Step 6: Update the interval for the next iteration. Since the root is between a and c, set b = c.

Step 7: Repeat the Regula-Falsi Method using the updated interval [1, 1.25].

Step 2: Calculate the function values at the updated guesses, f(a) = -1 and f(b) = -0.546875.

Step 3: Calculate the new guess using the formula:

c = (af(b) – bf(a)) / (f(b) – f(a))

= (1 * (-0.546875) – 1.25 * (-1)) / (-0.546875 – (-1))

= 1.4

Step 4: Calculate the function value at the new guess, f(c) = (1.4)^{3} – 3(1.4) + 1 = 0.084.

Step 5: Determine whether the root lies between a and c or between c and b by checking the sign of f(c). Since f(c) is positive, the root must lie between c and b.

Step 6: Update the interval for the next iteration. Since the root is between c and b, set a = c.

Step 7: Repeat the Regula-Falsi Method using the updated interval [1.4, 1.25].

Step 2: Calculate the function values at the updated guesses, f(a) = 0.084 and f(b) = -0.546875.

Step 3: Calculate the new guess using the formula:

c = (af(b) – bf(a)) / (f(b) – f(a))

= (1.4 * (-0.546875) – 1.25 * 0.084) / (-0.546875 – 0.084)

= 1.468071735

Step 4: Calculate the function value at the new guess, f(c) = (1.468071735)^{3 }– 3(1.468071735) + 1 = -0.000004.

Step 5: Determine whether the root lies between a and c or between c and b by checking the sign of f(c).
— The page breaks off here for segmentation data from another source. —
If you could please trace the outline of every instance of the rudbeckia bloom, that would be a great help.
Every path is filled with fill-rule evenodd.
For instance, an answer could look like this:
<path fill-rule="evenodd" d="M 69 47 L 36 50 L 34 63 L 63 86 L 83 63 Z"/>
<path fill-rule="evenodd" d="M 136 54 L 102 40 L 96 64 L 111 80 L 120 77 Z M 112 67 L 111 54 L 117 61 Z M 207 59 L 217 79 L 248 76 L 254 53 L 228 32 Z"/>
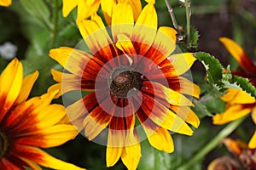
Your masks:
<path fill-rule="evenodd" d="M 77 22 L 79 22 L 97 12 L 101 5 L 107 23 L 110 24 L 113 10 L 119 2 L 129 3 L 127 8 L 132 8 L 134 18 L 137 20 L 142 10 L 140 0 L 62 0 L 62 14 L 67 17 L 75 7 L 78 7 Z M 123 11 L 123 14 L 125 14 L 125 13 Z"/>
<path fill-rule="evenodd" d="M 225 111 L 213 116 L 213 124 L 224 124 L 249 113 L 252 113 L 253 121 L 256 124 L 256 100 L 250 94 L 240 89 L 229 88 L 221 99 L 227 103 Z M 256 130 L 248 146 L 256 148 Z"/>
<path fill-rule="evenodd" d="M 256 63 L 252 61 L 245 51 L 233 40 L 220 37 L 219 41 L 239 63 L 240 67 L 236 71 L 232 71 L 232 74 L 248 78 L 250 82 L 256 87 Z"/>
<path fill-rule="evenodd" d="M 239 170 L 239 169 L 255 169 L 256 152 L 255 149 L 249 149 L 247 144 L 241 140 L 233 140 L 224 139 L 223 143 L 233 156 L 222 156 L 214 159 L 208 166 L 207 170 Z M 236 159 L 234 159 L 234 157 Z"/>
<path fill-rule="evenodd" d="M 82 169 L 56 159 L 39 148 L 62 144 L 77 135 L 65 109 L 50 105 L 56 93 L 26 100 L 36 71 L 23 78 L 21 63 L 13 60 L 0 76 L 0 169 L 19 170 L 38 165 L 54 169 Z"/>
<path fill-rule="evenodd" d="M 107 145 L 108 167 L 121 157 L 128 169 L 136 169 L 140 141 L 148 139 L 171 153 L 170 131 L 192 135 L 186 122 L 197 128 L 200 121 L 189 97 L 198 98 L 200 89 L 181 76 L 195 58 L 190 53 L 172 54 L 177 31 L 157 30 L 154 4 L 144 7 L 136 24 L 131 8 L 120 17 L 125 5 L 117 7 L 109 29 L 96 14 L 79 25 L 90 53 L 67 47 L 50 50 L 49 56 L 66 69 L 52 71 L 59 83 L 51 89 L 88 92 L 67 105 L 69 118 L 89 140 Z"/>
<path fill-rule="evenodd" d="M 221 37 L 220 41 L 240 64 L 241 68 L 239 70 L 241 71 L 232 71 L 232 74 L 248 78 L 250 82 L 255 86 L 256 66 L 253 62 L 234 41 L 226 37 Z M 250 94 L 239 89 L 230 88 L 221 99 L 227 102 L 225 111 L 215 115 L 213 117 L 214 124 L 224 124 L 249 113 L 252 113 L 253 121 L 256 124 L 256 100 Z M 256 148 L 256 130 L 248 146 L 249 148 Z"/>
<path fill-rule="evenodd" d="M 0 0 L 0 6 L 9 7 L 12 4 L 12 0 Z"/>

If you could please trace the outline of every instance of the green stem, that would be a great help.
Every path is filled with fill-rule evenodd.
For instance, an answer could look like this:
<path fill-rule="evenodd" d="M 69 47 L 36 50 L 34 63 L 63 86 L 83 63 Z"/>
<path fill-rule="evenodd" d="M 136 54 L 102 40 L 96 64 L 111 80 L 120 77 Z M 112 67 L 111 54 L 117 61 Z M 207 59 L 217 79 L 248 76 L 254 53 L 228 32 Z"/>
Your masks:
<path fill-rule="evenodd" d="M 186 7 L 186 20 L 187 20 L 187 43 L 190 46 L 190 2 L 189 0 L 185 0 Z"/>
<path fill-rule="evenodd" d="M 243 116 L 241 119 L 234 121 L 228 124 L 219 133 L 211 140 L 207 145 L 205 145 L 199 152 L 197 152 L 188 162 L 177 167 L 177 170 L 191 169 L 191 166 L 198 163 L 209 151 L 214 149 L 220 141 L 230 135 L 246 118 Z"/>
<path fill-rule="evenodd" d="M 54 11 L 54 29 L 52 31 L 52 41 L 51 41 L 51 48 L 55 48 L 57 31 L 58 31 L 58 20 L 59 20 L 59 0 L 55 0 L 55 11 Z"/>
<path fill-rule="evenodd" d="M 176 29 L 176 31 L 177 31 L 177 32 L 178 34 L 178 39 L 182 40 L 182 38 L 183 38 L 182 37 L 182 34 L 181 34 L 180 30 L 178 28 L 178 25 L 177 23 L 177 20 L 176 20 L 176 18 L 175 18 L 175 14 L 173 13 L 173 9 L 172 9 L 172 6 L 170 4 L 169 0 L 165 0 L 165 2 L 166 2 L 166 7 L 168 8 L 168 12 L 170 14 L 170 16 L 171 16 L 173 26 L 174 26 L 174 28 Z"/>

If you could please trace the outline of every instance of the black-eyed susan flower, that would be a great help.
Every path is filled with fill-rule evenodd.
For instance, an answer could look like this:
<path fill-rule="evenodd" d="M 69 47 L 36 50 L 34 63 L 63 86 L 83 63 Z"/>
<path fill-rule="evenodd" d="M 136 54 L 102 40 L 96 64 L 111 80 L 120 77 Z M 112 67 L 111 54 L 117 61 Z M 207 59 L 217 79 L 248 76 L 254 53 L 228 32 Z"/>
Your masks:
<path fill-rule="evenodd" d="M 12 0 L 0 0 L 0 6 L 9 7 L 12 4 Z"/>
<path fill-rule="evenodd" d="M 23 78 L 21 63 L 13 60 L 0 76 L 0 169 L 82 169 L 39 148 L 62 144 L 77 135 L 61 105 L 50 105 L 56 93 L 26 100 L 36 71 Z"/>
<path fill-rule="evenodd" d="M 75 7 L 78 7 L 77 22 L 79 22 L 97 12 L 101 5 L 106 22 L 110 24 L 113 10 L 114 10 L 117 3 L 120 2 L 129 3 L 126 7 L 129 9 L 132 8 L 134 18 L 137 20 L 142 11 L 140 0 L 62 0 L 62 14 L 67 17 Z M 125 11 L 123 11 L 123 14 L 125 14 Z"/>
<path fill-rule="evenodd" d="M 256 100 L 250 94 L 236 88 L 229 88 L 221 97 L 226 102 L 225 111 L 213 116 L 213 124 L 224 124 L 237 120 L 249 113 L 256 124 Z M 253 126 L 255 128 L 255 127 Z M 248 146 L 256 148 L 256 131 L 253 135 Z"/>
<path fill-rule="evenodd" d="M 219 41 L 239 63 L 239 68 L 236 71 L 232 71 L 232 74 L 248 78 L 250 82 L 256 87 L 256 63 L 233 40 L 220 37 Z"/>
<path fill-rule="evenodd" d="M 228 51 L 239 63 L 240 68 L 236 71 L 232 71 L 232 74 L 248 78 L 250 82 L 255 86 L 256 66 L 253 62 L 234 41 L 227 37 L 221 37 L 220 42 L 224 43 Z M 250 94 L 239 89 L 230 88 L 221 99 L 227 102 L 225 111 L 215 115 L 213 117 L 214 124 L 224 124 L 249 113 L 252 113 L 253 121 L 256 124 L 256 100 Z M 249 148 L 256 148 L 256 130 L 248 146 Z"/>
<path fill-rule="evenodd" d="M 195 60 L 193 54 L 172 54 L 177 31 L 167 26 L 157 30 L 152 3 L 134 24 L 128 4 L 117 6 L 108 31 L 96 14 L 80 22 L 90 54 L 67 47 L 50 50 L 49 56 L 67 70 L 52 71 L 59 83 L 50 90 L 89 92 L 67 106 L 69 118 L 89 140 L 107 144 L 108 167 L 121 157 L 128 169 L 136 169 L 141 140 L 148 139 L 154 148 L 171 153 L 170 131 L 192 135 L 186 122 L 197 128 L 200 121 L 187 97 L 198 98 L 200 89 L 181 76 Z M 124 8 L 125 17 L 119 15 Z"/>

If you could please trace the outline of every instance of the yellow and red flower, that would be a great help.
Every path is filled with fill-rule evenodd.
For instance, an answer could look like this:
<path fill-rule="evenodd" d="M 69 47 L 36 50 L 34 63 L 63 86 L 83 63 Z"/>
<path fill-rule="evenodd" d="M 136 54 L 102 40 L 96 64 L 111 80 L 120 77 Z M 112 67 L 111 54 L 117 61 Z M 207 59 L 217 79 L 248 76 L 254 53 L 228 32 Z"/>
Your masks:
<path fill-rule="evenodd" d="M 232 71 L 232 74 L 248 78 L 250 82 L 255 86 L 256 66 L 253 62 L 234 41 L 227 37 L 221 37 L 220 41 L 239 63 L 241 67 L 239 70 L 241 69 L 241 71 Z M 256 99 L 250 94 L 239 89 L 230 88 L 221 99 L 227 103 L 225 111 L 214 116 L 214 124 L 224 124 L 249 113 L 252 113 L 253 121 L 256 124 Z M 256 148 L 256 130 L 248 146 L 249 148 Z"/>
<path fill-rule="evenodd" d="M 220 37 L 219 41 L 239 63 L 240 67 L 236 71 L 232 71 L 232 74 L 248 78 L 250 82 L 256 87 L 256 63 L 252 61 L 245 51 L 233 40 Z"/>
<path fill-rule="evenodd" d="M 181 76 L 195 58 L 190 53 L 172 54 L 177 31 L 167 26 L 157 30 L 154 3 L 144 7 L 136 24 L 127 6 L 117 5 L 110 29 L 96 14 L 80 22 L 90 53 L 67 47 L 50 50 L 49 56 L 66 71 L 52 71 L 59 83 L 49 90 L 89 92 L 67 105 L 69 118 L 89 140 L 107 144 L 108 167 L 121 157 L 128 169 L 136 169 L 141 140 L 148 138 L 152 146 L 171 153 L 169 131 L 192 135 L 186 122 L 197 128 L 200 121 L 188 98 L 198 98 L 200 89 Z M 125 17 L 120 17 L 125 8 Z"/>
<path fill-rule="evenodd" d="M 67 17 L 75 7 L 78 7 L 77 22 L 79 22 L 96 13 L 101 5 L 106 22 L 110 24 L 113 10 L 118 3 L 120 2 L 125 2 L 129 4 L 127 8 L 129 9 L 132 8 L 134 19 L 137 20 L 142 11 L 140 0 L 62 0 L 62 14 L 64 17 Z M 122 11 L 122 13 L 125 14 L 124 11 Z"/>
<path fill-rule="evenodd" d="M 12 0 L 0 0 L 0 6 L 9 7 L 12 4 Z"/>
<path fill-rule="evenodd" d="M 50 105 L 56 93 L 26 100 L 38 72 L 23 78 L 21 63 L 13 60 L 0 76 L 0 169 L 82 169 L 39 148 L 62 144 L 77 135 L 61 105 Z"/>

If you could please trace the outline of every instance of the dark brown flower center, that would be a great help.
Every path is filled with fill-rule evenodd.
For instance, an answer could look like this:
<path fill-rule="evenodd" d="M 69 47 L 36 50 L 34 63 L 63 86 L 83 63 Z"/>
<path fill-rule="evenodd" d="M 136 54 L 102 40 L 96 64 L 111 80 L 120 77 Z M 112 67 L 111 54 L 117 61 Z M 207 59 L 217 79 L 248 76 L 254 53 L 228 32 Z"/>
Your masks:
<path fill-rule="evenodd" d="M 0 159 L 6 154 L 8 147 L 7 136 L 0 129 Z"/>
<path fill-rule="evenodd" d="M 119 98 L 131 96 L 141 88 L 141 77 L 137 71 L 116 69 L 110 76 L 110 91 Z"/>

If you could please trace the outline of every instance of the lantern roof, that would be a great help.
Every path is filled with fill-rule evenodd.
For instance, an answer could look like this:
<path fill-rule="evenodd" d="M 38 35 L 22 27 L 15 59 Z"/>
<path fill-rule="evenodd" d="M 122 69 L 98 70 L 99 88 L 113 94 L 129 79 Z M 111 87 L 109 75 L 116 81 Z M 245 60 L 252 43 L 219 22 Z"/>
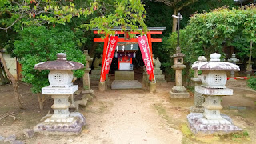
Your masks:
<path fill-rule="evenodd" d="M 200 62 L 192 65 L 193 70 L 227 70 L 227 71 L 239 71 L 240 68 L 238 65 L 220 62 L 220 54 L 214 53 L 210 54 L 210 62 Z"/>
<path fill-rule="evenodd" d="M 84 68 L 84 65 L 79 62 L 67 61 L 66 54 L 58 53 L 57 60 L 47 61 L 34 65 L 37 70 L 78 70 Z"/>

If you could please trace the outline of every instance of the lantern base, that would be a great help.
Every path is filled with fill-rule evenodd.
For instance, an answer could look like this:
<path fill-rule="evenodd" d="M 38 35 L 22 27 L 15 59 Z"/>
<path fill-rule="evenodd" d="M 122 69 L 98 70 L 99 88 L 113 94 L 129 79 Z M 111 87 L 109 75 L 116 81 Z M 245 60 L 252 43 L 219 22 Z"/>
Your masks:
<path fill-rule="evenodd" d="M 49 114 L 43 122 L 34 128 L 34 131 L 45 135 L 78 135 L 85 124 L 85 117 L 78 112 L 70 113 L 65 119 L 52 118 Z"/>
<path fill-rule="evenodd" d="M 202 113 L 190 113 L 187 115 L 189 126 L 196 135 L 210 135 L 212 134 L 226 134 L 242 131 L 242 129 L 232 124 L 231 118 L 221 114 L 221 120 L 207 120 Z"/>

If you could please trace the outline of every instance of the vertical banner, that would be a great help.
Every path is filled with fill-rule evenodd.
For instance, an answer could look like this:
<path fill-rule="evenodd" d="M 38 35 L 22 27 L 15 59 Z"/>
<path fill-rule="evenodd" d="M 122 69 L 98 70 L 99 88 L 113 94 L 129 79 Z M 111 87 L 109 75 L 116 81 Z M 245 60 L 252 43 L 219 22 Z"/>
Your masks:
<path fill-rule="evenodd" d="M 141 53 L 146 66 L 146 70 L 150 76 L 150 80 L 153 82 L 154 81 L 154 66 L 146 37 L 138 37 L 138 43 L 141 50 Z"/>
<path fill-rule="evenodd" d="M 110 65 L 115 51 L 115 47 L 117 46 L 118 38 L 118 36 L 110 36 L 105 58 L 102 66 L 102 68 L 100 79 L 101 82 L 103 82 L 106 80 L 106 74 L 109 74 Z"/>

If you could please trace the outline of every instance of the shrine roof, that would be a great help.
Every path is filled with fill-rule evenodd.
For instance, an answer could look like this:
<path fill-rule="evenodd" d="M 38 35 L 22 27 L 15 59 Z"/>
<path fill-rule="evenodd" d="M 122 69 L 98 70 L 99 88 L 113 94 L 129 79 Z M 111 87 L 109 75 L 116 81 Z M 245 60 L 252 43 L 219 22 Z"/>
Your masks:
<path fill-rule="evenodd" d="M 150 31 L 163 31 L 166 29 L 166 27 L 148 27 L 147 28 Z M 138 28 L 138 30 L 142 30 L 142 28 Z M 92 29 L 92 30 L 100 30 L 100 29 L 98 28 L 94 28 Z M 111 29 L 111 30 L 113 31 L 122 31 L 122 28 L 121 27 L 113 27 Z M 126 30 L 130 31 L 131 29 L 130 28 L 126 28 Z"/>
Since f(c) is negative, the root must lie between a and c.

Step 6: Update the interval for the next iteration. Since the root is between a and c, set b = c.

Step 7: Repeat the Regula-Falsi Method using the updated interval [1.4, 1.468071735].

Step 2: Calculate the function values at the updated guesses, f(a) = 0.084 and f(b) = -0.000004.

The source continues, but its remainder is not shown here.